Malam di Pulau Jemaja, Raja Ali Kelana menikmati udara yang sejuk dengan pantai yang berpasir putih. Rimbun niur dan batang sagu tumbuh di atas tanah kuning bercampur pasir yang menjadi komoditas pertanian masyarakat. Dalam setahun, niur-niur kering dapat mencapai 2.500 pikul, sementara sagu dapat mencapai 7.000 tempayan. Dari Orang Kaya Haji Muhammad Tara, ia mendapat laporan bahwa Kampung Kuala Maras dihuni 1.570 jiwa.

Setelah beberapa hari berkeliling di Jemaja, pada 22 Februari 1896 Raja Ali Kelana melanjutkan perjalanan ke Siantan. Pukul enam pagi, saat matahari mulai menampakkan diri di ufuk timur, ia bertolak dari Kuala Maras dan sampai di labuhan Siantan Kampung Terempa, setelah empat jam mengarung lautan.

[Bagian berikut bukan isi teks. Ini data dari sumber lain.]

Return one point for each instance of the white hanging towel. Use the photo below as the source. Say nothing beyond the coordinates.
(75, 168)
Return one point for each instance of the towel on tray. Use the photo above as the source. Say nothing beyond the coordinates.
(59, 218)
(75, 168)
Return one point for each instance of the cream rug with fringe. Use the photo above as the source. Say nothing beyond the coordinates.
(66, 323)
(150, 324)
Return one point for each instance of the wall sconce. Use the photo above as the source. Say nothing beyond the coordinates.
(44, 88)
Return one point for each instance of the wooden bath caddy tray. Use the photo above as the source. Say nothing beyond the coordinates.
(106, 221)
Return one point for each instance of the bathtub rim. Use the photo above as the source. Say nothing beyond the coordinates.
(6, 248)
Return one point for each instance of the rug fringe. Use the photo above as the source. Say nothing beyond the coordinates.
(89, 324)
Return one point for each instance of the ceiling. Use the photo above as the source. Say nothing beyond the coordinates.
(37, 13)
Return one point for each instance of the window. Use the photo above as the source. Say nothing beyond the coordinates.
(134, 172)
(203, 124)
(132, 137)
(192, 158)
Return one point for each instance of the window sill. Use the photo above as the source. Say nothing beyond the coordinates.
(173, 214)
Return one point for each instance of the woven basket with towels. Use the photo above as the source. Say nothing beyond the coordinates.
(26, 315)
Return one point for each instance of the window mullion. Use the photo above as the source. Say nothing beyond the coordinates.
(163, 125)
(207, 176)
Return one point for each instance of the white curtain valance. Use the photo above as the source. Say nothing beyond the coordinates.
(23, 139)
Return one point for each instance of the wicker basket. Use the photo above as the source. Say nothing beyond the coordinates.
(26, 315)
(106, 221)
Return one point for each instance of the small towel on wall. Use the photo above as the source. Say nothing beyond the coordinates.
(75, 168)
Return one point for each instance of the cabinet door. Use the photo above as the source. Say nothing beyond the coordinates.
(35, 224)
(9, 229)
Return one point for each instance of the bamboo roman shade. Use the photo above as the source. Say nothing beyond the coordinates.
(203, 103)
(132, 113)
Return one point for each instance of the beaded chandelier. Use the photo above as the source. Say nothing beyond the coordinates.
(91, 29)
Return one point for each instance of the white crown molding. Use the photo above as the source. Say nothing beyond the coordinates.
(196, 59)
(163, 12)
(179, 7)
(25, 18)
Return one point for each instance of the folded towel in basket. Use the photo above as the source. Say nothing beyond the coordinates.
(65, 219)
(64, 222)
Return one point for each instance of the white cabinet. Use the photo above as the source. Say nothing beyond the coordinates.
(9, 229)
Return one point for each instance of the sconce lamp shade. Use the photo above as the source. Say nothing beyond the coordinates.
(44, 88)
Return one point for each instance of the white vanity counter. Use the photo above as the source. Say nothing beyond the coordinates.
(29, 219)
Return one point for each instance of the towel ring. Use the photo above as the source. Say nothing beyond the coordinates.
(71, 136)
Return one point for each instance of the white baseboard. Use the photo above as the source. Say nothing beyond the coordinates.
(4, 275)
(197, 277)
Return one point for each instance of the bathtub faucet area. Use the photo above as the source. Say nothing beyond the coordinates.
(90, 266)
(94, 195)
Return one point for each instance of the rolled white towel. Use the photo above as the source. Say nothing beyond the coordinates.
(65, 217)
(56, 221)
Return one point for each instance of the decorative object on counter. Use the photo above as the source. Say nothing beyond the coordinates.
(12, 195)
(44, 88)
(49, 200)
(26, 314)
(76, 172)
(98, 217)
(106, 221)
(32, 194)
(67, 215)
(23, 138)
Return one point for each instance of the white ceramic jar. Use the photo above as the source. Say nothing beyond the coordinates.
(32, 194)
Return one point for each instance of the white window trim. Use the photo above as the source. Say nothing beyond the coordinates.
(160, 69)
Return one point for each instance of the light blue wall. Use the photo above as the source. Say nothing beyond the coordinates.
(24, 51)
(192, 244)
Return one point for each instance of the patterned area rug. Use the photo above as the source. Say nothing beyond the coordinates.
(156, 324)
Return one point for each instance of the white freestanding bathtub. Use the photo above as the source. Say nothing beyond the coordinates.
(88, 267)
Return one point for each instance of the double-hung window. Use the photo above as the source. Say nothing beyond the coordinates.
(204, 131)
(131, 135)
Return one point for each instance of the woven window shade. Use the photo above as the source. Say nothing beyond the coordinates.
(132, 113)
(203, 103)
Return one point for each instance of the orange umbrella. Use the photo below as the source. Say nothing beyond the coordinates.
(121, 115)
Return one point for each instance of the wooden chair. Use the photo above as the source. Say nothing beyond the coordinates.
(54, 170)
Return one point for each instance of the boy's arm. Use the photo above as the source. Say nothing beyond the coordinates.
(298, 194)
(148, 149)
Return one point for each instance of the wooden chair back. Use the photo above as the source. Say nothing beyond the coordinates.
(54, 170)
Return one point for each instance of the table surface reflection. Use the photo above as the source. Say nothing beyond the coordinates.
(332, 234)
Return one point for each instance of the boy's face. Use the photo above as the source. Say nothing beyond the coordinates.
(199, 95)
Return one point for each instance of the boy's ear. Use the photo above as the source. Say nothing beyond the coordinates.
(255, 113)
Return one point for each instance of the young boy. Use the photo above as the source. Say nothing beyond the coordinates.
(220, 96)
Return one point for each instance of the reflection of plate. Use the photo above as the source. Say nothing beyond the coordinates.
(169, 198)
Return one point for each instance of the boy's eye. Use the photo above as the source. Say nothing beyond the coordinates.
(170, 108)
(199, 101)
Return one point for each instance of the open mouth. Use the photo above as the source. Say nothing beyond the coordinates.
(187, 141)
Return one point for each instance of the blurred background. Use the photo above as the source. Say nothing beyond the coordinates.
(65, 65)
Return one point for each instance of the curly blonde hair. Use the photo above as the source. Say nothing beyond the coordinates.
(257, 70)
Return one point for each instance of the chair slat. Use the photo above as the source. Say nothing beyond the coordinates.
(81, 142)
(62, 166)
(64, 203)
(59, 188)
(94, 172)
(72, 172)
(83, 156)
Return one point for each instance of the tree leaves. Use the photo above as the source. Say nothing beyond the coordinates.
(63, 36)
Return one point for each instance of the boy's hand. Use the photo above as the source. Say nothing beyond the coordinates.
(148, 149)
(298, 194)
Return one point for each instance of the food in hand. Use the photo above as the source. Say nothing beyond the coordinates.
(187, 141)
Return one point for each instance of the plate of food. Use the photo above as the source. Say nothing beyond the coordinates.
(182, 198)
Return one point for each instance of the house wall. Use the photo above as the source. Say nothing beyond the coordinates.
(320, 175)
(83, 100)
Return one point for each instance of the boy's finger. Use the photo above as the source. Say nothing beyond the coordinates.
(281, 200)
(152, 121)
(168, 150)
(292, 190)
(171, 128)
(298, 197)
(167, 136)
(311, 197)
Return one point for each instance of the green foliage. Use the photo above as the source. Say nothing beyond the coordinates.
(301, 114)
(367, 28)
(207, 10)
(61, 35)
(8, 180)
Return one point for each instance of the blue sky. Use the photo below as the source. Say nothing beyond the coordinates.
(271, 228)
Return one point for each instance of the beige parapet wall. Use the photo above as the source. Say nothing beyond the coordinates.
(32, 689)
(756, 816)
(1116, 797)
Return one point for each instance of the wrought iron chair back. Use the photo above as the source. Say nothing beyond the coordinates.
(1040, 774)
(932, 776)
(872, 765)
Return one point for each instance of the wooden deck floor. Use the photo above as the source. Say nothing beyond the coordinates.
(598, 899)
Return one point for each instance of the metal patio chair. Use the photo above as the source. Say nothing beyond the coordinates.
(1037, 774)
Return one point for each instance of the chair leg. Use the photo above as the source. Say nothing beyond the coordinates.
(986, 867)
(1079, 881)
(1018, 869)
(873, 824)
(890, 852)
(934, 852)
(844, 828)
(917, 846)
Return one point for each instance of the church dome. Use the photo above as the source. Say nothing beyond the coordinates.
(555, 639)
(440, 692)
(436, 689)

Dalam catatannya disebutkan bahwa masyarakat yang tinggal di Siantan dan beberapa pulau kecil di sekitarnya tidak hanya bertani niur dan sagu, tapi juga membuat kerajinan berupa tenunan dan anyaman tikar. Kekayaan laut adalah bagian yang tidak dilupakan oleh Raja Ali Kelana, komoditas laut juga menjadi sumber perkonomian masyarakat disana adalah kulit sepindang, siput kulai, gamat, siput rangak serta telur penyu.

Singkatnya, pada 24 dan 25 Februari, di Sedanau, Raja Ali Kelana bertemu dengan Raja Mahmud Amir Pulau Tujuh. Pada 26 Februari ia menghabiskan harinya di Pulau Bunguran.

Esoknya, ketika menepi di Tanjung Penagi, setelah berjalan sekitar 10 menit, didapati sebuah rumah yang di dalamnya terdapat orang berjudi. Empat orang pejudi berhasil ditangkap oleh Amir Pulau Tujuh, sementara 1 orang lainnya berhasil kabur. Kepada mereka diberikan hukuman.

Setelah berkeliling di kawasan Pulau Tujuh, pulau terakhir yang ia singgahi sebelum kembali ke Tanjungpinang adalah Pulau Tambelan. Setelah bertolak pada Rabu pagi dari Pulau Serasan, esok paginya 4 Maret 1896, kapal berhasil merapat di pelabuhan Tambelan.

Di sana, Raja Ali Kelana menerima aduan atas banyak persoalan, seperti pecahnya tongkang Haji Usman, laporan atas larinya dua orang Jawa yang berkerja pada Haji Muhammad Arif, serta menangkap dua orang tersangka pemukulan seorang Melayu bernama Ahmad untuk selanjutnya dibawa ke Pulau Penyengat.